Bobby G – PhD In The Blues

Third Street Cigar Records

10 songs – 43 minutes

Toledo-based blues singer Bobby G’s first release, Still Standing, met with good reviews in 2017. PhD In The Blues is his second release, on Third Street Cigar Records. As one might expect from an album produced by Johnny Rawls and John Henry, with all the songs written by Rawls and Linda Francis, the album ploughs a solid modern blues-soul line, with exemplary backing from the Third Street Cigar Blues Band, superbly recorded by Travis Geiman at Stone Soup Recording Studios.

Bobby G has led an interesting life, from growing up picking cotton in Mississippi, to moving to live with his uncles in Toledo at the age of 15, working for the city of Toledo and raising a family, then rediscovering his love of singing the blues after retiring from his day job. Now in his 70s, he does have an excellent voice, and one that suits the blues-soul material perfectly – smooth as honey but with a hint of huskiness.

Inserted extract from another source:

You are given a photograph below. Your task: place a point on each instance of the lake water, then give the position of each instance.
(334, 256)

Likewise, his band is top class. The Third Street Cigar Blues Band comprises Larry “Entertainment” Gold on guitars; Johnny “HiFi” Newmark on bass; Scott Kretzer on drums; Danny Pratt on harmonica; Cadillac Dan Magers on keyboards; the Toledo Horns (Ric Wolkins on trumpet and Mark Lemle on saxophone); and Ramona Collins and Trez Gregory on backing vocals. Eric Sills added shaker and Johnny Rawls guested on backing vocals, rhythm guitar and keyboards.

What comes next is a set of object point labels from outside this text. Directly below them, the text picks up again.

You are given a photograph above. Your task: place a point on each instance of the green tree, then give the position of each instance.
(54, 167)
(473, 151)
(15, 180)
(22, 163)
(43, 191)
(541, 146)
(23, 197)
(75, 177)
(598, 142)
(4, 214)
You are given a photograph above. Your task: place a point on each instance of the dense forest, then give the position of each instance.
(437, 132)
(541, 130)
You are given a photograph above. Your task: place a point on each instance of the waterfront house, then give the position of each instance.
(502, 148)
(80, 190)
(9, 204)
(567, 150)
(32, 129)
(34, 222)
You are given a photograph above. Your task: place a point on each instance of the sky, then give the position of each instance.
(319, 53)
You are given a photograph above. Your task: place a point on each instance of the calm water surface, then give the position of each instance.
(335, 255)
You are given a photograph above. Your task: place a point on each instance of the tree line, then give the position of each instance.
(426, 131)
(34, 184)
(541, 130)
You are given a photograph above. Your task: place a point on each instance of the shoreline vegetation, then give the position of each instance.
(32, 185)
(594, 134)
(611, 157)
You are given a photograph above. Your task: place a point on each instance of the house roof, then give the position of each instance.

Gold turns in a series of short, smart BB King-influenced solos, such as on the beginning of the title track. Magers’ organ solo on “Whole Lotta Money” is quite outstanding and Lemie adds a number of fine solos, such as on the beginning of “All Night”. More importantly, the band as a whole lay down a series of primarily mid-paced grooves on which the rhythm section of Kretzer and Newmark excel, focusing the listener on the Bobby G’s vocals.

The album opens well with the upbeat “Ain’t That A Good Thing”, with punchy horn emphasis on the turnarounds before the Albert King-esque slower title track as Bobby G sings what sound like autobiographical lyrics: “I grew up in Mississippi, didn’t have much use for school. I went on the road with my band, just singin’ and playin’ the blues. The blues took me around the world, to places I’d thought I would never be. I met all kinds of people, I thought I would never meet. I don’t have a diploma, hanging on my wall. But when it comes down to real life I learned it all. I’ve got a PhD in the blues.”

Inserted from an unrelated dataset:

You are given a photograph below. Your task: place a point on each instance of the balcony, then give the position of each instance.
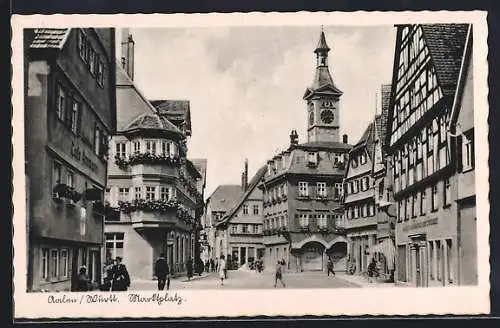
(361, 222)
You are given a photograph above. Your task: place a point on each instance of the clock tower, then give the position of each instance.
(322, 99)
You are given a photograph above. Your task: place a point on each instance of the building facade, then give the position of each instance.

However, the lyrics, unfortunately, are where the album falls down. The upbeat boogie of “Love Machine” not only contains lyrics that would embarrass most 14 year olds, it insists on repeating the same verse eight (yes, eight) times. “You’re working, just like a love machine. Yeah, you’re working, baby, just like a love machine. You work so good, little girl, got me want to scream.” The only other verse in the song trots out the hackneyed line that “you’re working in the morning; you’re working at night. Every time you work, you make me feel all right.”

And several lyrics suffer similar indignities. “Don’t Change Lovin’ Me” for example undermines the traditional songwriting construct that lyrics should rhyme (either perfectly or imperfectly). The lyrics of “How Can I Miss” struggle to scan at times and again several verses are repeated too often. Overall, there is a sense of that many of the lyrics have been dashed off without much effort or thought. For a songwriter of Rawls’ abilities, it is all rather surprising.

So PhD In The Blues is ultimately something of a mixed bag. Bobby G is a fine singer and there is nothing wrong with the music. But the songs themselves would benefit from more effort being put into the lyrics, which detracts from the overall enjoyment of the album.